Updated October 3, 2023
The ability to relate to someone else’s experiences, challenges and achievements is a vital part of building strong social connections. Whether you’re frustrated by a friend or family member who can’t seem to consider perspectives outside of their own, or you’re asking difficult questions such as, “Why don’t I feel empathy,” it’s important to recognize the value in cultivating curiosity about and connection with the experiences of others.
What Is Empathy?
In general, empathy is defined as the ability to sense other people’s emotions and imagine what another person might be feeling or thinking. It helps us understand or sense another person’s perspective, needs or intentions, even if we don’t share the same circumstances. Empathy can fall into three categories, including cognitive, emotional and compassionate.
Cognitive empathy is the ability to understand another person’s feelings on an intellectual level. With this type of empathy, you can recognize how an individual’s emotions could influence their behavior, even if you have a different emotional response to an issue, event or idea.
Emotional empathy is the ability to share what someone else is feeling. In addition to recognizing how they may feel in response to a trauma or tragedy, you may internalize those emotions. As a result, you may experience the same emotions, even though you may not be impacted by an event in the same way. For example, you may feel grief alongside someone who’s experienced the loss of a child, even if you didn’t know the child and your own children are healthy.
Compassionate empathy combines cognitive and emotional empathy. In addition to recognizing and identifying with someone else’s emotions and internalizing them, you turn that empathy into action. For example, you may stop your car to offer help if you see someone stranded with a flat tire.

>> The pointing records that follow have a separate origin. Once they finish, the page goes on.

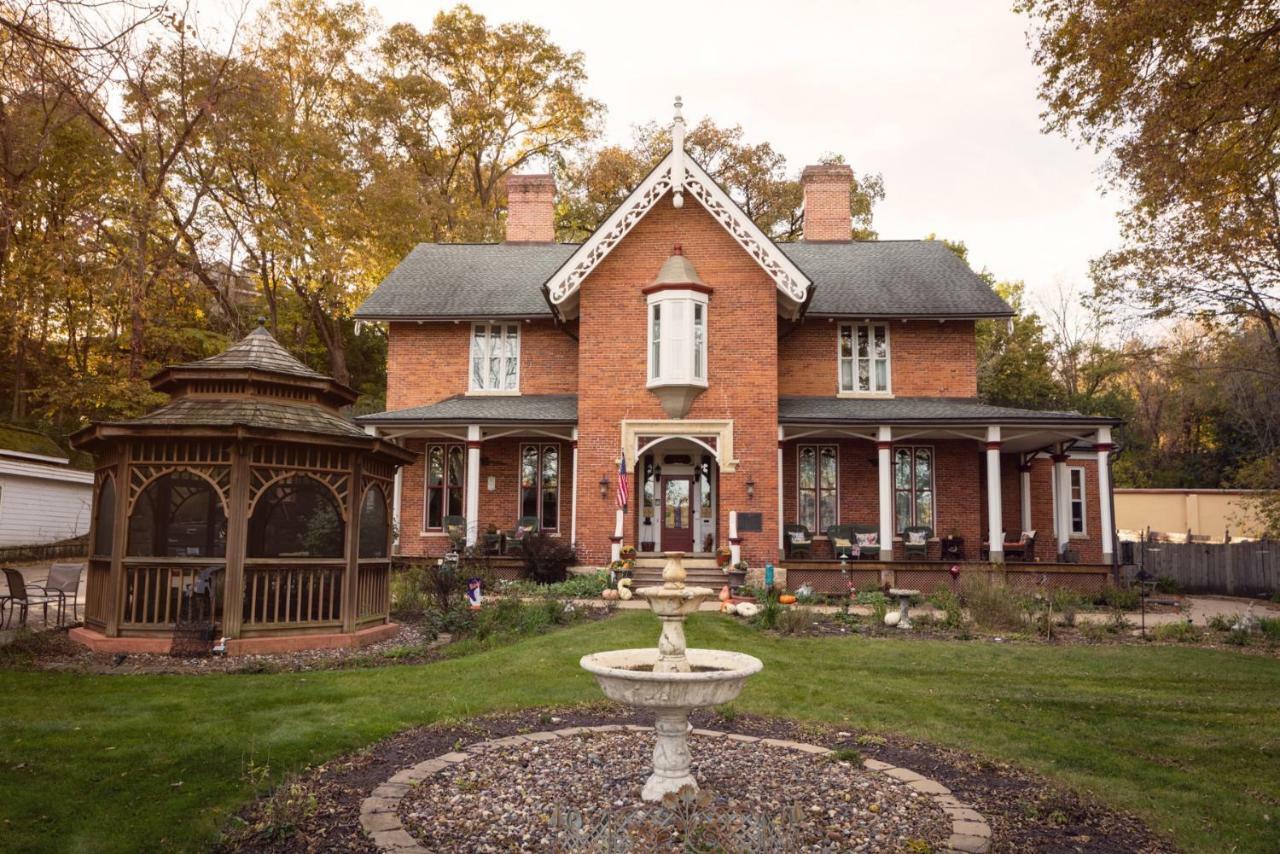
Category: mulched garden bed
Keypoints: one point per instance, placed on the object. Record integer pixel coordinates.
(320, 809)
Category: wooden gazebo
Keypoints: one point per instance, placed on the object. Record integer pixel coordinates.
(246, 505)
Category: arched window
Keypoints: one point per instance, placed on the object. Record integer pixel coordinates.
(373, 524)
(178, 515)
(104, 517)
(297, 516)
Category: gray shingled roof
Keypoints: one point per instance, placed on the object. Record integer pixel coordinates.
(922, 410)
(257, 351)
(467, 281)
(480, 409)
(864, 278)
(894, 278)
(248, 412)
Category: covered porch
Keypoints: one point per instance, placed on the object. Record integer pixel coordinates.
(941, 480)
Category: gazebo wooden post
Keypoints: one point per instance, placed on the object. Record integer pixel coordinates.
(351, 587)
(119, 538)
(237, 538)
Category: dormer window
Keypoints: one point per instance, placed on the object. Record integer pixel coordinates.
(677, 304)
(864, 359)
(496, 357)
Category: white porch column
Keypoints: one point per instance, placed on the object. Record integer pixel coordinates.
(782, 544)
(1024, 492)
(995, 507)
(572, 499)
(1104, 447)
(472, 483)
(885, 450)
(1061, 501)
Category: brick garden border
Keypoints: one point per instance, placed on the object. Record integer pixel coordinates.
(970, 834)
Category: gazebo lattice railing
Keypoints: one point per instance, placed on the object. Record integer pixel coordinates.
(261, 520)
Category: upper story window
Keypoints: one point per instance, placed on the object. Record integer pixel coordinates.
(864, 359)
(677, 338)
(496, 357)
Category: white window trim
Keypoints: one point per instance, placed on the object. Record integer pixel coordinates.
(888, 361)
(817, 476)
(471, 378)
(689, 298)
(520, 471)
(1084, 502)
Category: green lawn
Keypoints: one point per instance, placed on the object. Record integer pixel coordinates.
(1187, 738)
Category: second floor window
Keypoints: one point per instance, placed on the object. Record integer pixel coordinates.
(496, 357)
(864, 357)
(446, 467)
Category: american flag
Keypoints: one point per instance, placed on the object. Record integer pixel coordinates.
(622, 482)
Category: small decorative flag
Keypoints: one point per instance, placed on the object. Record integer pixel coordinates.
(622, 482)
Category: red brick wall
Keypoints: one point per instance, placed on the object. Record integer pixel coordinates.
(429, 361)
(741, 360)
(499, 459)
(927, 359)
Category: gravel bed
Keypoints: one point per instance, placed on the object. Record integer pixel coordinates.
(511, 798)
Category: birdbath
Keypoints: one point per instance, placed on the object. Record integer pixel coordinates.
(672, 680)
(904, 601)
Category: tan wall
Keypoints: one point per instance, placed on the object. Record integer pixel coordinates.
(1202, 511)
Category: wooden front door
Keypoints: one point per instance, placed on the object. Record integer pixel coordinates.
(677, 514)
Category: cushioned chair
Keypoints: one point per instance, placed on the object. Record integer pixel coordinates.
(798, 540)
(919, 549)
(867, 552)
(842, 542)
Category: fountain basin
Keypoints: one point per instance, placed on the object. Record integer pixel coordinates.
(626, 676)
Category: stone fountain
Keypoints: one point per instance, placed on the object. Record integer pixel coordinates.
(671, 680)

Is Lack of Empathy a Mental Illness?
Empathy plays a critical role in day-to-day social interactions and is vital for sharing and understanding personal experiences. According to one study, empathy in humans is a complex psychological state allowing them to feel for and act on behalf of other people, even when someone else’s experiences are very different from their own. One theory suggests that the ability to carry a conversation and express, share or explain emotional experiences through words, an ability that’s exclusive to humans, can account for this.
Why Do I Lack Empathy?
Some people are naturally more empathetic due to genetic predisposition as well as social factors related to their age, gender, life experiences and the role they played in their family of origin. On the other hand, some people have to work harder to identify with others’ experiences. Just as there are genetic and societal factors that may influence someone to be more empathetic, those factors may result in another individual being less so.
For example, studies suggest that children exposed to abuse, parental divorce, violence, mental illness or suicide in the family may be predisposed to lack empathy. For some, exposure to trauma results in the individual going into self-preservation mode, making it difficult for them to take on the difficult emotions others may experience.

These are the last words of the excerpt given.